Governor Laikipia County
- Incumbent
- Assumed office 9 August 2022

Personal details
- Born: 2 February 1970 (age 56)
- Party: UDA
- Spouse: Grace Wakahora
- Children: 4
- Education: Egerton University (B.A Natural resources management) M.A Agriculture and Community development
- Occupation: Community development specialist
- Committees: Chairman Water Services Regulatory Board (Wasreb Kenya)
- Website: https://joshuairungu.co.ke

= Joshua Irungu =

Kenyan politician

Joshua Wakahora Irūngū (born 2 February 1970) is a Kenyan politician and community development specialist. He was appointed to the position of Chairperson of Water Services Regulatory Board (WASREB) in February 2019. He is the first and third governor of the County of Laikipia first serving from 2013 to 2017, representing the Jubilee Coalition party TNA and securing a return running on a UDA ticket in 2022.

==Education==
Joshua Irūngū holds a master's degree in Agriculture and Rural Development in addition to a bachelor's degree in Resource Management from Egerton University.

==Career==
Up until the year 2000, Joshua Irūngū was a civil servant in Kenya's Ministry of Agriculture. He was in charge of Agriculture and Livestock Development officers in charge of Laikipia West and Nyahururu divisions of what was then Laikipia District. He resigned from government and joined USAID, for whom he was in charge of the International Small Group and Tree planting programme(ISGTPP).
In total he has over 15 years experience in Community Development programmes in Laikipia County.

==2013 General Elections==
Joshua Irūngū, and his running mate Josephat Kabugi Gitonga won the 2013 Gubernatorial election in Laikipia County by a landslide, having secured the nomination of the National Alliance party earlier in the year.
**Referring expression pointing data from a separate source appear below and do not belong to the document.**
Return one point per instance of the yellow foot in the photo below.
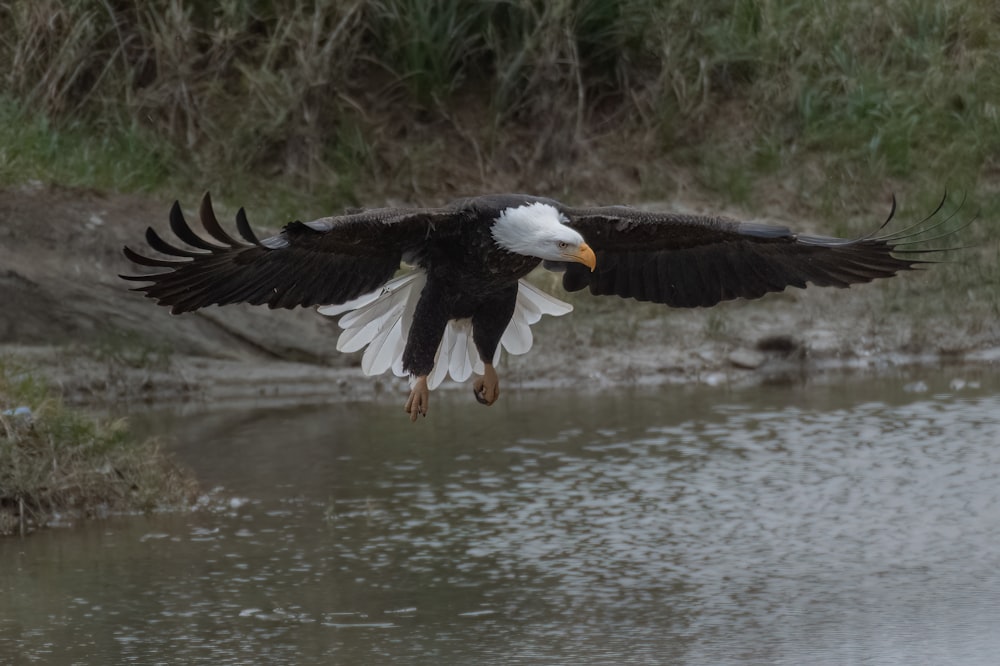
(420, 395)
(487, 388)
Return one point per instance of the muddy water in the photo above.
(852, 523)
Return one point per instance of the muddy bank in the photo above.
(67, 313)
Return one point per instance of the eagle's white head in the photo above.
(539, 230)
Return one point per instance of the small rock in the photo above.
(747, 359)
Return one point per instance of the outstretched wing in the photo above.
(326, 261)
(691, 261)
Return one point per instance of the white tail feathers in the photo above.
(381, 320)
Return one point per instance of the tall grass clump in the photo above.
(59, 462)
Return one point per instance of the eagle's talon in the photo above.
(487, 388)
(420, 395)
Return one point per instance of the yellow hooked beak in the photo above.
(582, 254)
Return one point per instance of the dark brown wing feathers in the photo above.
(299, 267)
(692, 261)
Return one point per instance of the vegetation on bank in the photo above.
(801, 108)
(60, 463)
(349, 102)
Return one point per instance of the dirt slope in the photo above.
(67, 312)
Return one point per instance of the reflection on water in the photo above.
(848, 523)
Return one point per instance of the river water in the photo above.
(854, 522)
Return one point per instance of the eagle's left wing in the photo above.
(691, 260)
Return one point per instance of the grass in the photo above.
(61, 463)
(323, 96)
(797, 108)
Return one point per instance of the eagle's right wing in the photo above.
(326, 261)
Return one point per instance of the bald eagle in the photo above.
(466, 298)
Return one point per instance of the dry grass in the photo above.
(59, 462)
(799, 108)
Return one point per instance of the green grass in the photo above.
(57, 461)
(311, 105)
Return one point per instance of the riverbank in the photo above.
(69, 315)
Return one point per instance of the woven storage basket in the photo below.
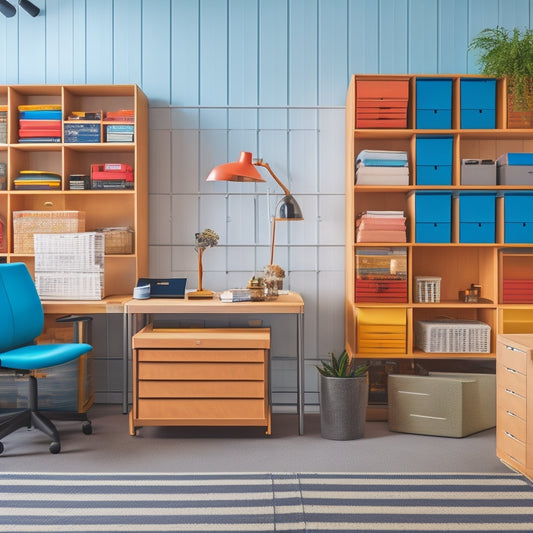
(27, 223)
(118, 240)
(452, 336)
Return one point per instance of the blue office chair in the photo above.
(21, 322)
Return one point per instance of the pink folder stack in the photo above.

| Candidate | Running Mate | Coalition | Party | Votes |
|---|---|---|---|---|
| Irungu, Joshua Wakahora | Kabugi, Josphat Gitonga |  | TNA | 21,561 (57.4%) |
| Kamau, Richard Mburu | Shuel, Joseph Njalis |  | AP | 1,883 (5.0%) |
| Kiunjiri, Festus Mwangi | Gichuhi, David Maina |  | GNU | 10,889 (29.0%) |
| Muriithi, Ndiritu | Putunoi, Jane Tingis |  | UDFP | 3,257 (8.7%) |

==Governorship Tenure==
Joshua Irungu's tenure as governor ran into controversy due to his association with a move by Kenyan politicians calling for the evicting of white settlers from the country. He was said to have demanded the departure of settlers of British origin from Laikipia County for 'failure to support deferral of cases facing President Uhuru Kenyatta and his deputy William Ruto at the international Criminal Court' a statement for which he later apologized.

==2017 General Elections==
Joshua Irungu was narrowly defeated in the 2017 Governor's race by Independent candidate Ndiritu Muriithi.

==2022 General Elections==
In the 2022 general elections Joshua Irungu, running as the United Democratic Alliance party candidate of the Kenya Kwanza alliance, won back the governorship of Laikipia from Nderitu Muriithi. He garnered 113,783 votes while Muriithi, who was vying on a Jubilee ticket under Azimio la Umoja coalition came second with 48,563 votes.

==Family==
Joshua Irungu is married to Grace Wakahora and a father of three sons and a daughter.